Recuperado nos últimos anos como slogan político e arma de arremesso, o patriotismo foi sequestrado pelo esquadrão que vê o país como uma fortaleza sob cerco inimigo, trazendo saudade do tempo em que ser-se patriota era apenas encher o peito de emoção ao ouvir "heróis do mar, nobre povo, nação valente". Só que o povo perde nobreza e a nação valentia quando o verdadeiro patriotismo, que não precisa de construir inimigos para se afirmar, é conspurcado e relegado para uma ideia de pureza cultural, étnica e histórica que sabemos nunca ter existido - Portugal sempre foi mistura, travessia e encontro. Essa manipulação tem um custo: transforma o amor ao país numa espécie de ressentimento institucional.

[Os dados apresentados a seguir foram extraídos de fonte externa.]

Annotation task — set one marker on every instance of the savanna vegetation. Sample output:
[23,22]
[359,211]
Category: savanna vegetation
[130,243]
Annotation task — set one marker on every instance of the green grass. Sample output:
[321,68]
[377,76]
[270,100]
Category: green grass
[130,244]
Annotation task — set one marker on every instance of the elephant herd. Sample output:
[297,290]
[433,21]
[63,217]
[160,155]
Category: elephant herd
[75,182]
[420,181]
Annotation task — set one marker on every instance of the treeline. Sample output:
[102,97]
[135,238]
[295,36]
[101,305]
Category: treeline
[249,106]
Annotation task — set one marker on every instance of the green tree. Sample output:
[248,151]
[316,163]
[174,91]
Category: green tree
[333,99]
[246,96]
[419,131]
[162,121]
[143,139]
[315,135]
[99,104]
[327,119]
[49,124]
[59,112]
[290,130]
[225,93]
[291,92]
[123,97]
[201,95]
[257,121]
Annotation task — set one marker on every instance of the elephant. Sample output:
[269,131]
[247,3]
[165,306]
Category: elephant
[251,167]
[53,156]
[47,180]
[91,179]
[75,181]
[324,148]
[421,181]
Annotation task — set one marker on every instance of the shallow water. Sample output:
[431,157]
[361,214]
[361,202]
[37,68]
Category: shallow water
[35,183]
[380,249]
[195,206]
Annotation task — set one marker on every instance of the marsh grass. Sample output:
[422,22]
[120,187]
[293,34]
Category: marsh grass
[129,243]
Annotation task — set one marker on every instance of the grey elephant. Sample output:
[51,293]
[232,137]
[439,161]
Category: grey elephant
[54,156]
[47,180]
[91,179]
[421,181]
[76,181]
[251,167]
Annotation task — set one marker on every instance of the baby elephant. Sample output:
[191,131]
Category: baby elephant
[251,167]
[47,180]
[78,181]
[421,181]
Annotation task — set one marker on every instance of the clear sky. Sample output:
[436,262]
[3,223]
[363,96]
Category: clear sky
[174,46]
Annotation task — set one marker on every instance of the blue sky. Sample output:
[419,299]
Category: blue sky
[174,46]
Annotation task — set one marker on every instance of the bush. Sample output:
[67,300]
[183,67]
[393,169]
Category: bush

É na prática quotidiana que se exercita o patriotismo silencioso e sem teatralidade: ao privilegiar o comércio local na época que agora espreita; ao participar na vida da comunidade; ao consumir e apoiar a música portuguesa (parênteses para lembrar que o Spotify, que por esta altura faz um apanhado das músicas mais ouvidas por cada utilizador, paga um terço de cêntimo a meio cêntimo aos artistas, por cada faixa reproduzida). E também ao ser obstáculo à ameaça de destruição e privatização do espaço público natural, como nas praias de Troia a Melides, de que empresários ricos (e estrangeiros) tentam fazer-se donos - aceitá-lo sem resistência não será lá muito patriota por parte de quem assim se apregoa.
Talvez esteja na altura de resgatarmos o patriotismo original: o que se pratica e não apenas se proclama. Não o que grita mais alto, mas o que cuida melhor.